Crestwood lowers 2016 capex

OREANDA-NEWS. February 25, 2016. Crestwood Equity Partners will scale back capital expenditures to \\$50-70mn in 2016, down from \\$151mn in 2015, as it seeks to curb losses due to lower NGL volumes.

Crestwood executives told analysts on today's call that 2016 throughput will continue to fall due to lower commodity prices. The Houston-based partnership saw a net loss of \\$1.4bn during the fourth quarter of 2015, a substantially greater loss than the \\$30.7mn loss reported during the same quarter of 2014, due to lower production volumes and throughput in the southwest Marcellus and Barnett shales.

"During 2016, gathering and processing volumes should be down 15-20pc," Crestwood senior vice president and chief financial officer Robert Halpin said. "On a lot of the assets, you would expect quarter-over-quarter periodic decline throughout the year."

Volumes on its other segments should be fairly steady, they said. Volumes in Crestwood's 41 Bcf Marcellus natural gas storage cavern and its COLT crude storage in the Bakken shale should remain steady to 5pc higher in 2016. The NGL marketing, supply and logistics segment will likely remain unchanged relative to 2015 levels.

The partnership suffered from lower commodity prices in the fourth quarter.

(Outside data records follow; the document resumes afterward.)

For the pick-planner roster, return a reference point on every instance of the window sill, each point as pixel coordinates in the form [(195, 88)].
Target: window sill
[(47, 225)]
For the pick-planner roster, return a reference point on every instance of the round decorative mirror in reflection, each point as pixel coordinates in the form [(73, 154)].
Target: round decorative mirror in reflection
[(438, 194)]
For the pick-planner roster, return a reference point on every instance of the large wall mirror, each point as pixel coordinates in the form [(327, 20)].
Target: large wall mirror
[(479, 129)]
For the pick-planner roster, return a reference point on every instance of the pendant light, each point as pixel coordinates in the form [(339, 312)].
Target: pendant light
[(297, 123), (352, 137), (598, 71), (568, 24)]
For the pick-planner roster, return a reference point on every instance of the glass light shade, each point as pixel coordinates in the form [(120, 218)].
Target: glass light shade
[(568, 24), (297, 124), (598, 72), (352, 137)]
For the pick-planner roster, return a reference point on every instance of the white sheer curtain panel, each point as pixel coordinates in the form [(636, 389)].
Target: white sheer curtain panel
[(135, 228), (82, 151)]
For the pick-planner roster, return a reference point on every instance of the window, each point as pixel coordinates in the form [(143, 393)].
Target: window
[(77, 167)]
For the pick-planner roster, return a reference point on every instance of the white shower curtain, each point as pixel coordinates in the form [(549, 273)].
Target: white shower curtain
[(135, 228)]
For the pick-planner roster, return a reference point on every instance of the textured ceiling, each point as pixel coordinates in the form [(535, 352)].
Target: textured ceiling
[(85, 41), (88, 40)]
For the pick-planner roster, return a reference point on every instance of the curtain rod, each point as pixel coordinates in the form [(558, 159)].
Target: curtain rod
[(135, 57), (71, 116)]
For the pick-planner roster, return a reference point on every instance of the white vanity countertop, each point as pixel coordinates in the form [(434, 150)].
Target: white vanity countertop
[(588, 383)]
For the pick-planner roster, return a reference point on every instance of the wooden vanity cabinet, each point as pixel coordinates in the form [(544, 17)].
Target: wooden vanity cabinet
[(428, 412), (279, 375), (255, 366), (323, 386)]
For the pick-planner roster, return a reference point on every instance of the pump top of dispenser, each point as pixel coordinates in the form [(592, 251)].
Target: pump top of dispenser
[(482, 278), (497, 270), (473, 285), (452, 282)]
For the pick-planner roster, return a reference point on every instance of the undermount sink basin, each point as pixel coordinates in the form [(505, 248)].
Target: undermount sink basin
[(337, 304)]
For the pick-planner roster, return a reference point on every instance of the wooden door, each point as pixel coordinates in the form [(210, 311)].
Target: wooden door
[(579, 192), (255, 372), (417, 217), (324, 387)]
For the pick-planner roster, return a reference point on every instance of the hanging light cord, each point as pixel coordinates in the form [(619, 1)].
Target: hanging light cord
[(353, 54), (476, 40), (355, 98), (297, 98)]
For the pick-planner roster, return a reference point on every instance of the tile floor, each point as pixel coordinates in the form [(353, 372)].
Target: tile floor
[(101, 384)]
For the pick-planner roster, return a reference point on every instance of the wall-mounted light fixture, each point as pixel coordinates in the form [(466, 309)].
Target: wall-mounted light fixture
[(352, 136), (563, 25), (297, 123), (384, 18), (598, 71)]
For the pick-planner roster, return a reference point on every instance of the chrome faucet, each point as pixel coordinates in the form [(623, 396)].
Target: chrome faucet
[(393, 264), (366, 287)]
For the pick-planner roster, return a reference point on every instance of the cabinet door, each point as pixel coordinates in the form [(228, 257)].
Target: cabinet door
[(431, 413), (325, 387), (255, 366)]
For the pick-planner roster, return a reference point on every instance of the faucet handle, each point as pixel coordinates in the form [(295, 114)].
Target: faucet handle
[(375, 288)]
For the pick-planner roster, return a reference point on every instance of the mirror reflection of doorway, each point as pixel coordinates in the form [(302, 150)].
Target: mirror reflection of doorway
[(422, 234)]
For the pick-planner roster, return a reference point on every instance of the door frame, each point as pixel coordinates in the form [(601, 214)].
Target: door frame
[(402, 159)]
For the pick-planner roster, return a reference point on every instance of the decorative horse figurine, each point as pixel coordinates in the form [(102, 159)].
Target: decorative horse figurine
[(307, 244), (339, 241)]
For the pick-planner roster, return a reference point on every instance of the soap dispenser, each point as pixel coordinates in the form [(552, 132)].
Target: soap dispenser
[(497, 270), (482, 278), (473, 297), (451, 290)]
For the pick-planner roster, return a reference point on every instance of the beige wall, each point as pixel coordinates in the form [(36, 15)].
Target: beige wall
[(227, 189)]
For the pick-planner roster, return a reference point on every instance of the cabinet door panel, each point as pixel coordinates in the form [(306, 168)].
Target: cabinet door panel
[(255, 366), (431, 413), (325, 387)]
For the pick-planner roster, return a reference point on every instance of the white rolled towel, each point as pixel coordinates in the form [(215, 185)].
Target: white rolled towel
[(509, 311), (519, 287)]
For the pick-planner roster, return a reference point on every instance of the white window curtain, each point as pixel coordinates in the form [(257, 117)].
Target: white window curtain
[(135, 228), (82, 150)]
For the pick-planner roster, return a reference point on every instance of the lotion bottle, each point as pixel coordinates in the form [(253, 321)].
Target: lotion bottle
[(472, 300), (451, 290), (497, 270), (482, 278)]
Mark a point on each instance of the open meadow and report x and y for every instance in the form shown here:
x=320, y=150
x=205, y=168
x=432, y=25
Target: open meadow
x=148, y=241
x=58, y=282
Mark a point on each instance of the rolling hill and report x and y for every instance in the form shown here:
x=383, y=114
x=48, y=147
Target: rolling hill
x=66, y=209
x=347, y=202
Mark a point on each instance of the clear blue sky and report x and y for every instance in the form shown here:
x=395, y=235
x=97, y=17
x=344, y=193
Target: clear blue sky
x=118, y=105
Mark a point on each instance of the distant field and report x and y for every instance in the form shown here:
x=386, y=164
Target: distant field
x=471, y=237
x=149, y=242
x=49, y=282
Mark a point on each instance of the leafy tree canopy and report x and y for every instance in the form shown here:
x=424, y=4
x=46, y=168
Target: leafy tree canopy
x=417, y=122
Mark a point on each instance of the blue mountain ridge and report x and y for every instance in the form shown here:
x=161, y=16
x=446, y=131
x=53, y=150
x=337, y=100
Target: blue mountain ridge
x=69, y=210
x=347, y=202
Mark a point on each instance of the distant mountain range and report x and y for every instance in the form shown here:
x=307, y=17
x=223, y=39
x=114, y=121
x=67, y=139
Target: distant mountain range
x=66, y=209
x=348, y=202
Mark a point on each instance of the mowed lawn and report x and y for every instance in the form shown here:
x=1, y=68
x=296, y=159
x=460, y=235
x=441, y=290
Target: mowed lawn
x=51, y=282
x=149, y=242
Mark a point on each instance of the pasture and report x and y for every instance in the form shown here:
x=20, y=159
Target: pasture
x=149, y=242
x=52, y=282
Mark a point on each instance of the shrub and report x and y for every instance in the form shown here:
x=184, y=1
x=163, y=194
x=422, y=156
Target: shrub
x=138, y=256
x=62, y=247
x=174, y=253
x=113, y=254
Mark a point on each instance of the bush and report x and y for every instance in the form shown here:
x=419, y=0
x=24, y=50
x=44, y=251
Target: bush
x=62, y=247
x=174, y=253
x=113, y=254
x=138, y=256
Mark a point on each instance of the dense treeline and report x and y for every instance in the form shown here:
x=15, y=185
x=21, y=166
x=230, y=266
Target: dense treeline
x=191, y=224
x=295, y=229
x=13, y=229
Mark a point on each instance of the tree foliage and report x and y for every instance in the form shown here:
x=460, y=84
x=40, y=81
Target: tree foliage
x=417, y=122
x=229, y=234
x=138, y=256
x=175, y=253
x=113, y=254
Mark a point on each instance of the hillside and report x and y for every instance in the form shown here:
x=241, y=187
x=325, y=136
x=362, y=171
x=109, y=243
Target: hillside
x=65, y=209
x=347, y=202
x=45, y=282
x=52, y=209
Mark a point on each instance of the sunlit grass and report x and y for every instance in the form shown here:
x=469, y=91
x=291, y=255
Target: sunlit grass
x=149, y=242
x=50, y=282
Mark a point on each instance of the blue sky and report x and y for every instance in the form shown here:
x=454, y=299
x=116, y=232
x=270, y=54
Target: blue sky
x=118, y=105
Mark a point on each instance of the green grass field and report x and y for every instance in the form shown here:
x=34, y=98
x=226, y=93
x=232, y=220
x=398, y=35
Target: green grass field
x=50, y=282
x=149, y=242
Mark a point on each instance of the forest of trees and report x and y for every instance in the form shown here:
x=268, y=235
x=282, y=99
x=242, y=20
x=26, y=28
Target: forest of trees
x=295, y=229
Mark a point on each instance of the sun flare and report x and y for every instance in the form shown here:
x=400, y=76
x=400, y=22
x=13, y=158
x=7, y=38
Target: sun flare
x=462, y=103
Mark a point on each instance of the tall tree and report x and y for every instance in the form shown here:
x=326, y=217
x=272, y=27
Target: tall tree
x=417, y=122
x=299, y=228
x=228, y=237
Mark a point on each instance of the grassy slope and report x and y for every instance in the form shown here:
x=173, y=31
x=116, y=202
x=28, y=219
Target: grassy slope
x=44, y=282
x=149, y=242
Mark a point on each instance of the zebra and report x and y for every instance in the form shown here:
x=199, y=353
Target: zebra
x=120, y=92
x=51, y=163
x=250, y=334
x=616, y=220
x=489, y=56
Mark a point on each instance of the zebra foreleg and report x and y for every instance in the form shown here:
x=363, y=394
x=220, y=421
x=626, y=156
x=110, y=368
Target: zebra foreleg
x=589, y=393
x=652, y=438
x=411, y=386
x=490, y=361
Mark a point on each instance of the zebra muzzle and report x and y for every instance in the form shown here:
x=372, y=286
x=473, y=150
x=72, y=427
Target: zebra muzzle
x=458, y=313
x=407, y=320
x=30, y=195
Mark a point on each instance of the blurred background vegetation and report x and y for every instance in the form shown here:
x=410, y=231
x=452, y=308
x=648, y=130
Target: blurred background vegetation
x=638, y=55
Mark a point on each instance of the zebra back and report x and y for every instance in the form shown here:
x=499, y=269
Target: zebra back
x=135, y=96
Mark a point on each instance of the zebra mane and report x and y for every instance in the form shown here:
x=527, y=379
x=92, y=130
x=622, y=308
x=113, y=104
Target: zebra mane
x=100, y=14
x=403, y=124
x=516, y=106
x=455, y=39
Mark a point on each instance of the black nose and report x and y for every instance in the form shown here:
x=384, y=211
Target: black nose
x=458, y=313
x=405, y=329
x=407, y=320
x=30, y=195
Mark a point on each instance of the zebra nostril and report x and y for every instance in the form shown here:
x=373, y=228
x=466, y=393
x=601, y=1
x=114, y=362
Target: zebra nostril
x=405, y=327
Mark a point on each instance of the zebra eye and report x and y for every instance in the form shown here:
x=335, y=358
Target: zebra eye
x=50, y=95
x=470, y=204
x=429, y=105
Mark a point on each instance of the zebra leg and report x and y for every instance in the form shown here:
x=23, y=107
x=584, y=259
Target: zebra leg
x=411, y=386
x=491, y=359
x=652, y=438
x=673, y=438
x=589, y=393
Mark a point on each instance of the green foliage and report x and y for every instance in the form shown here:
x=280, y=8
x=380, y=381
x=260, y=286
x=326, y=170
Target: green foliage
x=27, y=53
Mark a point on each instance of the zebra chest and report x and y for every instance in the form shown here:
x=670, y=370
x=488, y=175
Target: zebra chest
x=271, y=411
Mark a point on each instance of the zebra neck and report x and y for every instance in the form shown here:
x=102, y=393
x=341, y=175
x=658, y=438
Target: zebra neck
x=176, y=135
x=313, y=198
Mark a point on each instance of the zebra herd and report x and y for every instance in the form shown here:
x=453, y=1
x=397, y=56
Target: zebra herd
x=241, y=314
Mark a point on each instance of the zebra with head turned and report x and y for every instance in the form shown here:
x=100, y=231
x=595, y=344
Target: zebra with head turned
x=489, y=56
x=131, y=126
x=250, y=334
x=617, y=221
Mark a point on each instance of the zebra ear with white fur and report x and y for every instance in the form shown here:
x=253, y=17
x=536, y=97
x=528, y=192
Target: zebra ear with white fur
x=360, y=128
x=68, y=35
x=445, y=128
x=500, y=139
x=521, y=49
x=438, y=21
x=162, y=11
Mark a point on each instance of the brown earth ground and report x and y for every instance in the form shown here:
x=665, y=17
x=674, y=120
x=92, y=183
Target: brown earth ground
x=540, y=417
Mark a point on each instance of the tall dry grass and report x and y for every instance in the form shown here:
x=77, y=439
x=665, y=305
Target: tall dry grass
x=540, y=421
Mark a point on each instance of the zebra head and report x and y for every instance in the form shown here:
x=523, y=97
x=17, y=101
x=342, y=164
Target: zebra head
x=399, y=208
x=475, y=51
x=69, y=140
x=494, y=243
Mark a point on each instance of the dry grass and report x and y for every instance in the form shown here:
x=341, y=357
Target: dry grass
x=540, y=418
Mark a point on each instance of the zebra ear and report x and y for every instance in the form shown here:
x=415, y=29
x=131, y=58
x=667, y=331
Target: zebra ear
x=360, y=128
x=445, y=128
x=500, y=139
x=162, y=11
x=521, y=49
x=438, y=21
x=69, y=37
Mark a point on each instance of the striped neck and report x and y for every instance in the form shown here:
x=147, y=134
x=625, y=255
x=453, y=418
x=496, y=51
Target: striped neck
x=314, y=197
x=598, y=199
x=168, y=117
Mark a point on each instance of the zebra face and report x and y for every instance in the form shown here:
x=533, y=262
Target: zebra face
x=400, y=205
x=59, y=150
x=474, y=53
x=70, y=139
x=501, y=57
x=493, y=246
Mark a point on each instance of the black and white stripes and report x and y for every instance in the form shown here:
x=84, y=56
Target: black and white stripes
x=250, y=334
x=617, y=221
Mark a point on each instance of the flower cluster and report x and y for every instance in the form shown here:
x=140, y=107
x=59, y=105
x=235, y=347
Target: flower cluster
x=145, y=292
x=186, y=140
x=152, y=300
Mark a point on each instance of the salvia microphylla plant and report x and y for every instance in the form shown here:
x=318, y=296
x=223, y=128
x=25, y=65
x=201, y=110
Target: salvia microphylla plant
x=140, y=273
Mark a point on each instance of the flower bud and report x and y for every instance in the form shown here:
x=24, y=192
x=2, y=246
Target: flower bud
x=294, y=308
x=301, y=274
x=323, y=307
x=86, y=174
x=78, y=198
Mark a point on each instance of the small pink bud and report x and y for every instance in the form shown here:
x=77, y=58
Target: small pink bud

"Our trucking business was very challenged due to a lack of cold weather demand for propane in the Northeast, and due to narrow butane spreads for blending stock for motor gasoline," said chief executive officer Robert Phillips. The trucking business is expected to remain steady this year due to new NGL supply contracts to move Marcellus-Utica and Canadian propane and butane volumes into the northeast US markets.